Korban Tragedi Kanjuruhan Diputus Terima Restitusi Rp10-15 Juta, Keluarga Histeris dan Mengumpat
Sejumlah keluarga korban Tragedi Kanjuruhan yang tidak puas dengan putusan majelis hakim Pengadilan Negeri (PN) Surabaya terkait putusan permohonan ganti rugi atau restitusi, menangis histeris saat mendengar putusan yang dibacakan.
Pantauan Ngopibareng.id, saat Ketua Majelis Hakim Nurkholis membacakan putusan permohonan restitusi yang jauh dari harapan para pemohon, mereka terlihat menangis sambil mengusap air matanya. Ada juga dari mereka yang melontarkan umpatan-umpatan.
"Nyawa harus dibalas dengan nyawa pak, anak saya dipateni polisi (anak saya dibunuh polisi)," teriak salah satu keluarga korban sambil menangis histeris.
"Bagaimana kalau putra-putri bapak yang dibunuh, anakku cuma ditukar sembako," ujar salah satu anggota keluarga korban lainnya.

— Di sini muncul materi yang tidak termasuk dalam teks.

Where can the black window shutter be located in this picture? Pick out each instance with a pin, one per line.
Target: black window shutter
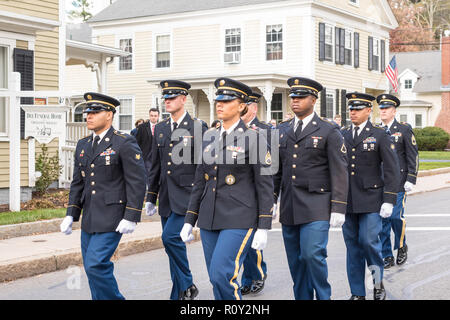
(323, 102)
(337, 101)
(336, 45)
(343, 108)
(24, 64)
(356, 49)
(383, 57)
(321, 41)
(342, 46)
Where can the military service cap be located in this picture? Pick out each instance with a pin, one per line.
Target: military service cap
(96, 102)
(358, 101)
(229, 89)
(387, 100)
(254, 97)
(303, 87)
(174, 88)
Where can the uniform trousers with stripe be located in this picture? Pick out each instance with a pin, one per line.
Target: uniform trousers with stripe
(306, 250)
(225, 251)
(96, 250)
(361, 235)
(398, 224)
(176, 250)
(254, 267)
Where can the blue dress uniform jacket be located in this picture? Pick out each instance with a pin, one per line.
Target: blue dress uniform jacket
(234, 195)
(405, 143)
(368, 190)
(107, 185)
(173, 182)
(312, 175)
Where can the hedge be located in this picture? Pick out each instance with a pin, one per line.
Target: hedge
(431, 138)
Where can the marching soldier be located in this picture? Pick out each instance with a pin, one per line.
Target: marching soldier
(408, 155)
(370, 153)
(107, 187)
(255, 268)
(231, 200)
(313, 182)
(173, 179)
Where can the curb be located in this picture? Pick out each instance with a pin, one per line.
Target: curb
(39, 264)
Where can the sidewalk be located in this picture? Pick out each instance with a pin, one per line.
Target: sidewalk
(23, 255)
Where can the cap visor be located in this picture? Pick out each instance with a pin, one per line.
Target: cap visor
(223, 97)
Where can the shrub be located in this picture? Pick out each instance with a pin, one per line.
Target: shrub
(431, 138)
(49, 168)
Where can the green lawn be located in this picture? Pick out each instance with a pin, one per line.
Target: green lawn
(433, 165)
(437, 155)
(30, 215)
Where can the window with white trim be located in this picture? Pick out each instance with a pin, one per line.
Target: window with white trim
(376, 54)
(163, 51)
(408, 84)
(328, 43)
(330, 106)
(348, 51)
(3, 86)
(126, 63)
(125, 114)
(274, 42)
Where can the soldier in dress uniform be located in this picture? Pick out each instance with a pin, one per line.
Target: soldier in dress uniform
(371, 196)
(255, 268)
(231, 200)
(107, 187)
(171, 177)
(408, 156)
(313, 182)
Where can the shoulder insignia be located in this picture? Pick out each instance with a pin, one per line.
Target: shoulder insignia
(120, 134)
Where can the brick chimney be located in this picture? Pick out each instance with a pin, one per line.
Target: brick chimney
(443, 119)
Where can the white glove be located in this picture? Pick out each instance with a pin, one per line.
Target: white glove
(186, 233)
(66, 225)
(337, 219)
(150, 208)
(260, 239)
(274, 212)
(126, 226)
(408, 186)
(386, 210)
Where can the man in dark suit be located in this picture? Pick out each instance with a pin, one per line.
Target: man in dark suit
(144, 136)
(171, 177)
(108, 175)
(255, 268)
(371, 195)
(408, 156)
(314, 183)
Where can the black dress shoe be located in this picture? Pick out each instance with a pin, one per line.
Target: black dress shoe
(402, 255)
(379, 293)
(190, 293)
(245, 290)
(353, 297)
(389, 262)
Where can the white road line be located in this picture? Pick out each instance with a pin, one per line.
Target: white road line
(427, 215)
(407, 229)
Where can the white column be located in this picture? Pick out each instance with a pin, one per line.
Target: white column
(210, 94)
(14, 144)
(267, 91)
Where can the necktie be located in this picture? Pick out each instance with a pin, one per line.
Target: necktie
(95, 145)
(299, 129)
(356, 133)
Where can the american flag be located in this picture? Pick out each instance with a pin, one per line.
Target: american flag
(392, 73)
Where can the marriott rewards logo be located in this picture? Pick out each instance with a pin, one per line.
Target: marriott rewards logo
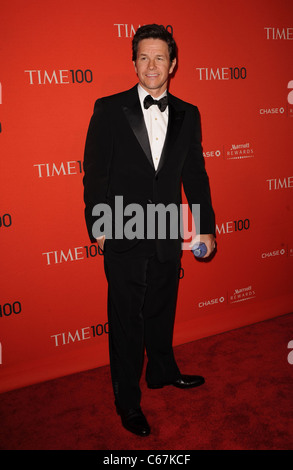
(132, 221)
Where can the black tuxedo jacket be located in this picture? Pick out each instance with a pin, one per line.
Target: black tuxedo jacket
(118, 162)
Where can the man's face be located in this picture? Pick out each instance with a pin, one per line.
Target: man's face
(153, 65)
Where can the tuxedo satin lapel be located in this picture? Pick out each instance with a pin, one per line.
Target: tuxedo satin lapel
(174, 126)
(135, 118)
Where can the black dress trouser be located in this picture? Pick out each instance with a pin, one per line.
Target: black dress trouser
(142, 294)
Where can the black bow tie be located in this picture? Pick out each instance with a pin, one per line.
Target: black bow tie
(162, 103)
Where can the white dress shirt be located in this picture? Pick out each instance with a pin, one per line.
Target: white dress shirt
(156, 123)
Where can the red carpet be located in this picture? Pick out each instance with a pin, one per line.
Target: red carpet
(246, 403)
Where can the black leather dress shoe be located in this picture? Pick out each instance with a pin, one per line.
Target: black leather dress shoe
(134, 421)
(184, 381)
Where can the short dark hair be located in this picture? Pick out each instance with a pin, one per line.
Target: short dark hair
(154, 31)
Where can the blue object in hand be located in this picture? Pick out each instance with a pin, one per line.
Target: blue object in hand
(199, 250)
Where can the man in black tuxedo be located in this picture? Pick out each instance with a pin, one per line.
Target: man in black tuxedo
(141, 150)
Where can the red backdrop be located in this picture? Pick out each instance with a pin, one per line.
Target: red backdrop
(57, 57)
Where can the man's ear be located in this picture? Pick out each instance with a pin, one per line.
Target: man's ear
(172, 66)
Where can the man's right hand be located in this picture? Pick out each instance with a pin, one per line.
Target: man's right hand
(101, 241)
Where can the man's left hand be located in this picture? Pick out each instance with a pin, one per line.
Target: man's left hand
(209, 241)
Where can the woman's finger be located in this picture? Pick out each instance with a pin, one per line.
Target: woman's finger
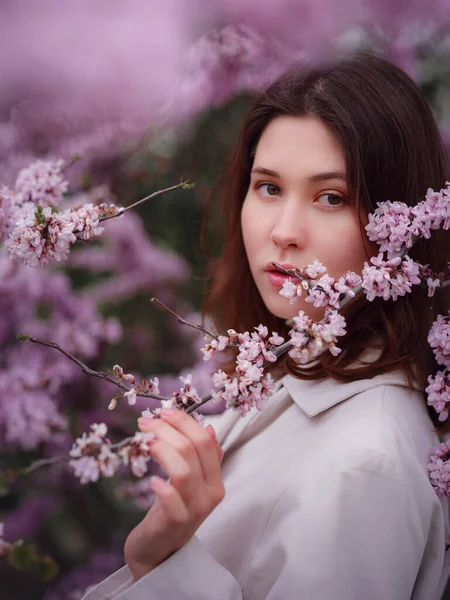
(201, 440)
(176, 468)
(210, 430)
(170, 500)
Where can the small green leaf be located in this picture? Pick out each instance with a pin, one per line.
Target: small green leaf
(21, 556)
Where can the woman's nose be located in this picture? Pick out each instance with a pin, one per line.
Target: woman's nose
(290, 227)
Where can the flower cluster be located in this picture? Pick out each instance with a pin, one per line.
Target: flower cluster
(438, 389)
(310, 339)
(439, 469)
(395, 225)
(32, 226)
(324, 291)
(42, 183)
(146, 388)
(389, 278)
(249, 387)
(93, 455)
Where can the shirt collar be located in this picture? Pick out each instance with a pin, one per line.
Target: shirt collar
(317, 395)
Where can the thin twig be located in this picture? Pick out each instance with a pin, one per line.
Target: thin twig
(183, 321)
(87, 370)
(121, 211)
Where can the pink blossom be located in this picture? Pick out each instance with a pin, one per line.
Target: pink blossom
(438, 392)
(348, 283)
(439, 469)
(291, 290)
(314, 269)
(389, 278)
(214, 345)
(389, 226)
(42, 183)
(86, 221)
(136, 453)
(310, 339)
(432, 285)
(321, 292)
(432, 213)
(439, 340)
(92, 456)
(131, 396)
(41, 237)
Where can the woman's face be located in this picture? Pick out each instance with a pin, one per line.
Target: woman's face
(296, 209)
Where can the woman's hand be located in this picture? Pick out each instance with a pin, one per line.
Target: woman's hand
(191, 457)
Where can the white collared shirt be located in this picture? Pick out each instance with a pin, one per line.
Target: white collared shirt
(327, 497)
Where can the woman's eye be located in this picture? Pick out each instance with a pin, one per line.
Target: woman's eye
(329, 199)
(268, 189)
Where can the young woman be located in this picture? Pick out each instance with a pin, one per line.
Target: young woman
(324, 494)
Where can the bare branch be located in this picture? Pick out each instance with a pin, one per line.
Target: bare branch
(183, 184)
(88, 371)
(183, 321)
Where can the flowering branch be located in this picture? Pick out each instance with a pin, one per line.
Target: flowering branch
(394, 226)
(184, 185)
(117, 379)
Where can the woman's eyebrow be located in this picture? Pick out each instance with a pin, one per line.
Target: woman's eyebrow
(312, 179)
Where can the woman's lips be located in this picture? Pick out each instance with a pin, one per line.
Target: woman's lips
(276, 278)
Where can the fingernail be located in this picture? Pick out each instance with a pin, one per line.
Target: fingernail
(157, 483)
(210, 428)
(166, 413)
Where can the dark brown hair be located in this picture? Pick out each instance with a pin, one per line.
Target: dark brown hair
(393, 151)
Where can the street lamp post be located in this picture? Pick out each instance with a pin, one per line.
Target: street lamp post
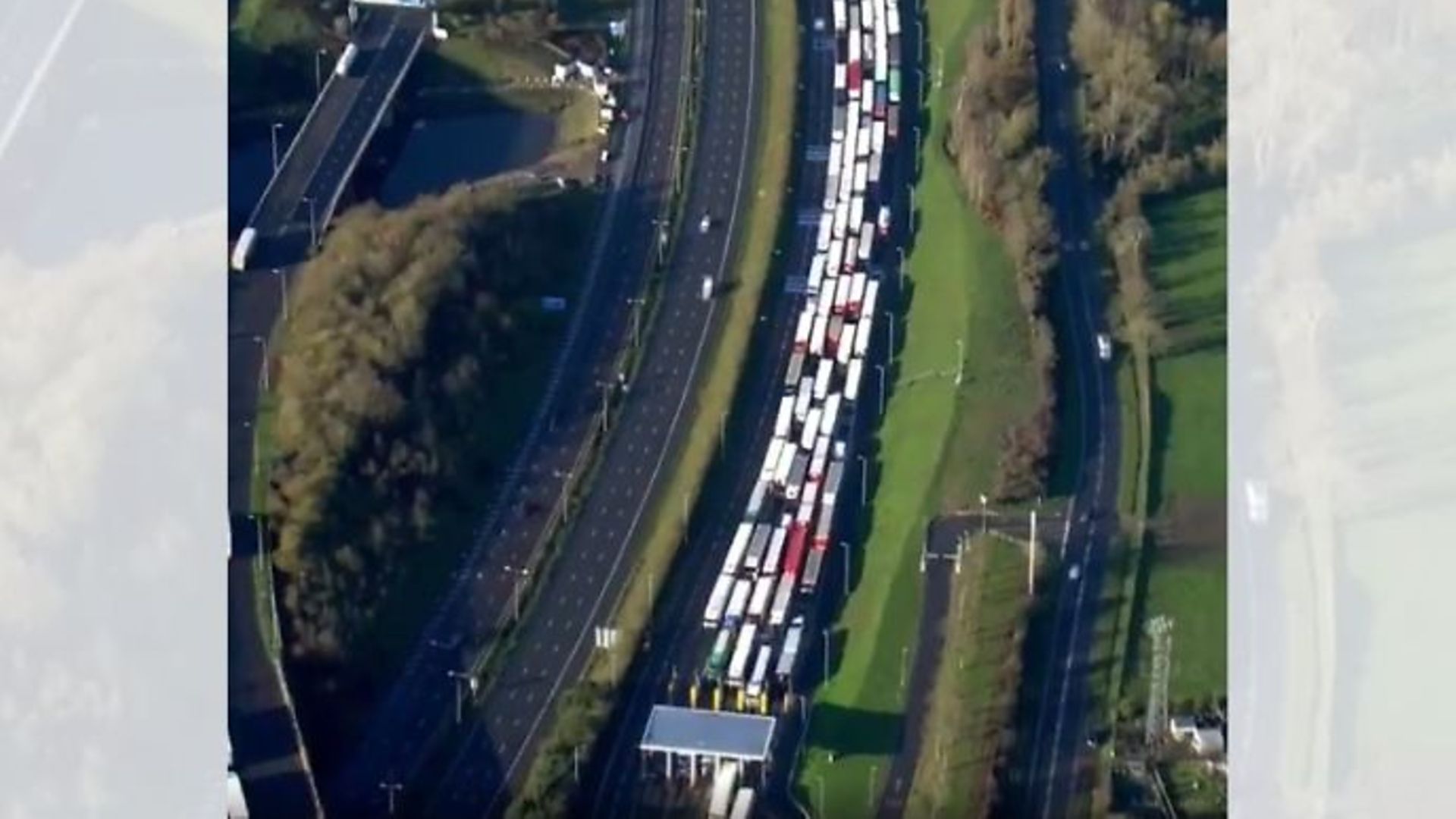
(864, 480)
(517, 575)
(273, 134)
(563, 507)
(262, 341)
(313, 224)
(826, 654)
(466, 678)
(881, 368)
(637, 321)
(391, 789)
(283, 290)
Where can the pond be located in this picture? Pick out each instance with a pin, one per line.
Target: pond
(437, 153)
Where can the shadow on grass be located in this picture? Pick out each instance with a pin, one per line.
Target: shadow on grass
(1163, 413)
(849, 732)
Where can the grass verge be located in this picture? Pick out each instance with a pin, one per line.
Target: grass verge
(1183, 422)
(976, 686)
(962, 287)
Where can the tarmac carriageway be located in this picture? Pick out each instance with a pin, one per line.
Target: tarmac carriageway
(481, 599)
(1060, 764)
(300, 199)
(554, 643)
(615, 786)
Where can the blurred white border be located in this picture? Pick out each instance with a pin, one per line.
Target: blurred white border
(112, 409)
(1343, 398)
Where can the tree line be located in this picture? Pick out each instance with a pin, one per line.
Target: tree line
(403, 379)
(993, 139)
(1153, 121)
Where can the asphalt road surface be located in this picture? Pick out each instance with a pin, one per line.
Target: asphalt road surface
(312, 174)
(1060, 763)
(482, 596)
(555, 643)
(679, 642)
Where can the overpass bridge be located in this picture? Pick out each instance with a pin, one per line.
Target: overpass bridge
(309, 181)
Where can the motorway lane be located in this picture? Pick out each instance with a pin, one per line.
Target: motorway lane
(482, 596)
(318, 162)
(386, 69)
(1060, 763)
(615, 768)
(554, 643)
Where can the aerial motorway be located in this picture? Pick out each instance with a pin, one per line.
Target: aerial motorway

Sementara itu, salah satu anggota korban Tragedi Kanjuruhan lainnya, Devi Athok menyatakan, pihaknya sangat tidak terima dengan putusan tersebut. Menurutnya, santunan atau donasi yang disalurkan oleh pihak termohon tidak bisa dipadankan dengan restitusi.
"Ya kami sangat kecewa, saya bilang ini bodoh karena menganggap donasi itu sebagai restitusi. Dan mereka sidang model A saja menyalahkan angin dan hanya dihukum 2,5 tahun, tapi kita nggak tahu dihukum di hotel atau di mana," ujarnya.
Devi melanjutkan, jumlah restitusi yang diterima oleh keluarga atau ahli waris korban meninggal dunia yang diputuskan sebesar Rp15 juta dinilai sama sekali tidak sebanding dengan nyawa anaknya yang menjadi korban.
"Sekarang restitusi aja Rp15 juta. Ya kita tukar posisi saja. Seandainya anaknya terbunuh dua sebagai ganti anak saya, dua yang meninggal, saya beri Rp15 juta," tegasnya.
Seperti diberitakan sebelumnya, Ketua Majelis Hakim Nurkholis menyatakan, korban meninggal dunia serta luka-luka Tragedi Kanjuruhan telah mendapat santunan dari pemerintah pusat, provinsi dan kabupaten/kota, dan pihak manajemen Arema FC serta pemberian Kartu Indonesia Sehat (KIS) bagi keluarga atau ahli waris korban.
Dengan begitu, berbagai santunan-santunan tersebut pun telah dianggap oleh majelis hakim sebagai bentuk pertanggungjawaban atas tragedi tersebut.
"Menimbang, keterangan ahli menyebutkan santunan tersebut sama dengan ganti rugi. Menimbang, ahli menyebutkan korban mendapat santunan dari pemerintah pusat provinsi daerah juga KIS itu sebagai bentuk tanggung jawab," tegasnya.
Nur Kholis juga menyebut, pihaknya mempertimbangkan nilai restitusi menggunakan Peraturan Menteri Keuangan (Permenkeu) Nomor 15 Tahun 2017. Dalam peraturan itu, disebutkan bahwa korban meninggal dunia berhak mendapatkan santunan Rp50 juta, sedangkan korban luka-luka diberikan santunan senilai Rp20-25 juta.
"Menimbang penjelasan pihak termohon 1, 2, 3, 4 dan 5 dinyatakan bersalah tentang kelalaian menyebabkan orang lain meninggal. Maka majelis hakim mengambil keputusan berdasarkan Peraturan Menteri Keuangan Nomor 5 Tahun 2017. Hal ini berdasarkan pada pertimbangan pada putusan kasasi di mana perbuatan termohon unsur kealpaan," ucapnya.
Pertimbangan lainnya, terdapat pula pernyataan ahli yang menyebut bahwa besaran restitusi harus mempertimbangkan kondisi finansial dari pihak termohon yang di antaranya berstatus sebagai aparatur sipil negara (ASN).
“Sehingga majelis hakim berdasarkan pertimbangan tersebut dengan menetapkan restitusi untuk 63 orang meninggal dunia masing-masing Rp15 juta dan 8 orang luka-luka masing-masing Rp10 juta, dengan total restitusi sebesar Rp1,02 miliar,” kata Nur Kholis.
Mendengar putusan itu, baik pihak LPSK yang menjadi kuasa hukum korban dan ahli waris, maupun para penasihat hukum para termohon, bulat menyatakan banding terhadap hal tersebut.
“Semuanya banding, ya,” pungkas Nur Kholis.